筆者は、WGC時代に、色々、各国の金事情を直接見てきましたが、金は経済制裁をすりぬけて、国内に持ち込まれたり、国外で売却されたりすることが多いです。
例えば、ドバイーイランーロシアルートで中東の金最大中継基地ドバイ経由で、かなりの量の金現物が流れることを目撃したことがあります。
イランへの経済制裁の抜け道になっていました。
更に、イランとロシアの関係は近いですからね。
たまたまドバイの金地金商を訪問していたとき、ドカーンと地震みたいな揺れと音でたまげたのですが、現地の人たちは平然と、「また2~3トンの金が、中継基地を通ってゆくのさ」と語っていました。
ドバイはカザフスタンなど中央アジアから北アフリカまで膨大な金の商圏を持ちます。
フィンランドとロシアの国境も見たことがありますが、東名道路の東京インターチェンジみたいにブースが並び、トラックが果断なく行き来していました(ウクライナ戦争前のことです)。
金も経常的に持ち込まれたり、出荷されたりしていました。
要は、その気になれば、あれだけの国境を持つロシアの人たちが、経済制裁網をかいくぐって金売買することは決して難しくはないのですよ。


今回、ロシアの個人の地金・金貨の純購入量は25トンとWGCは発表していますが、私は、それより大規模だと確信しています。
チューリッヒ経由もありますから。
中期的に、ロシア、ドイツ、スイス、オーストリアで新たな金需要圏が出来ると思っています。
中国・インドほどではないにせよ、少なくとも年間100~300トン程度の需要は見込めます。
ドイツやオーストリアはまさに有事の金を信じる国民性があります。
金ETFも買われます。


それから、ロシアは、過去の危機のたびに、推定2,000トン規模の金をロシア中銀が欧米市場に売却して、外貨を調達してきた歴史があります。

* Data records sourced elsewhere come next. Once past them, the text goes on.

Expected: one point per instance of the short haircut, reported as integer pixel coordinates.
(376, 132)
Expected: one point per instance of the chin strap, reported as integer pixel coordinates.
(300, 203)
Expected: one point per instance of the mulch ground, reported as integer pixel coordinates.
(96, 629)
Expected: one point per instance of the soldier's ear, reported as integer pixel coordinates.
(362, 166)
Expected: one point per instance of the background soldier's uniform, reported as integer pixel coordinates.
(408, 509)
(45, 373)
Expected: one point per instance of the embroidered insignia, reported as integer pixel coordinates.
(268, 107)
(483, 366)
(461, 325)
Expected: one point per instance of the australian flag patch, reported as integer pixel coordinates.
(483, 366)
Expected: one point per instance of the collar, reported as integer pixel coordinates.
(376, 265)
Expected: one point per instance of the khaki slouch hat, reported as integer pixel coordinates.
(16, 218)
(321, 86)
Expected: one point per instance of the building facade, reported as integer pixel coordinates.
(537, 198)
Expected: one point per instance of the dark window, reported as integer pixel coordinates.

トイレットペーパーを輸入するために金を売却するなどといわれたものです。
金の有難みをプーチンはじめ、上層部は身をもって経験してきているのです。
ですから、モスクワの金保管金庫が大量売却で空になると、原油価格が上昇してロシアの国庫が潤沢になれば、まず金を買い戻して2,000トン程度は有事の備えで保有することを繰り返してきたのです。
ロシアは有力な金生産国ゆえ、国内で、金をつけかえることも可能です。
特に、ロシアの大金持ちの連中は、経済制裁の対象になっていますが、独自のルートで、金などを動かすことが出来ます。
運びやすい金は、神出鬼没なのです。
但し、このような金現物の流れを正確に量的に把握することなど、不可能ですよ。
結局、世界の総需要と総供給の差で説明できない部分が、非公式ルートによる金需要として統計的にはresidualとして処理されるわけです。